Sunday, March 01, 2009

stealing from theives: v'gunav m'beis ha'ish

The gemara (Baba Kamma 69b) writes that one who steals from a thief is exempt from paying keifel because keifel is obligatory only where "v'gunav m'beis ha'ish", when property is taken from its owner, not where property is taken from a thief.

Does the gemara mean that one is not labelled a thief for taking stolen property (Robin Hood?), or does the gemara mean that one is a thief but there is simply no penalty of keifel?

The Rama (C.M. 34:7) paskens that one who divides stolen goods with a thief is not disqualified as a witnesses. The Tumim asks why this should be so -- why is witholding stolen goods any different than denying possession of a pikadon left in one's care? Witholding a pikadon is viewed as theft and disqualifies the person from being an eid; shouldn't the same be true of witholding stolen property?

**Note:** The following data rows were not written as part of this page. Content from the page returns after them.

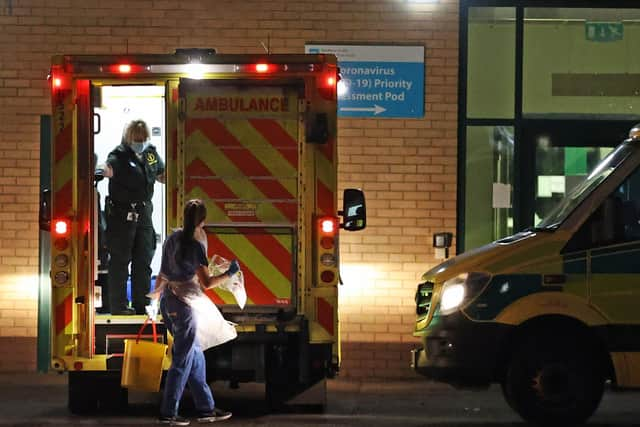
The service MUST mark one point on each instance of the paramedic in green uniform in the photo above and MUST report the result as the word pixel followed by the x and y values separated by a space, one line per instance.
pixel 133 168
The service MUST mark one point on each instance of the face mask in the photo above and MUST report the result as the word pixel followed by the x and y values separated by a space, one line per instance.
pixel 138 147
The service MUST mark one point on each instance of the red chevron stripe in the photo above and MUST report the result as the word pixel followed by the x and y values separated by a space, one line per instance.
pixel 63 314
pixel 324 312
pixel 267 244
pixel 279 138
pixel 243 159
pixel 256 290
pixel 216 188
pixel 325 199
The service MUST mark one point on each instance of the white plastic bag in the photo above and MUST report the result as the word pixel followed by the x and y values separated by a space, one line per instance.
pixel 234 284
pixel 211 328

The Ketzos answers that there is a basic distinction between these cases. The pikadon left to be watched is considered in its owner's possession until the watchman falsely claims it as his own. It is the moment of denial which transforms the pikadon into stolen goods. However, in the case of splitting booty with a thief, the goods are stolen property once the thief makes off with them; the splitting of the spoils adds nothing to the crime of theft which has already been perpetrated. "V'gunav m'beis ha'ish" is not just a dispensation from keifel, but teaches that there is no crime in taking stolen goods. Therfore, splitting the booty does not disqualify one as an eid. (See the Nesivos who disagrees).


  1. Anonymous2:38 PM

    Isn't it pashut that the watchman *becomes* a thief and therefore is judged as one?

  2. Not sure what you mean -- yes, that is pasut. The question is why is the watchman keeping the goods any different than the cohort of the thief keeping the goods from their rightful owner? In the former case the watchan is a ganav and is pasul l'eidus, in the latter case not. What's the distinction?

  3. Mike S.6:59 PM

    In our times I feel compelled to add that:

    All opinions forbid splitting the swag with the thief or fencing it and require the stolen goods to be returned.

    The Ramba"m (Hil. Tshuvah 4:3) points out that sharing the swag with a thief is an aveirah for which complete t'shuvah is impossible because one doesn't know to whom to return the goods.

    The argument among the sources R. Brown cites is about the hamas in "rasha d'hamas", not the rasha part.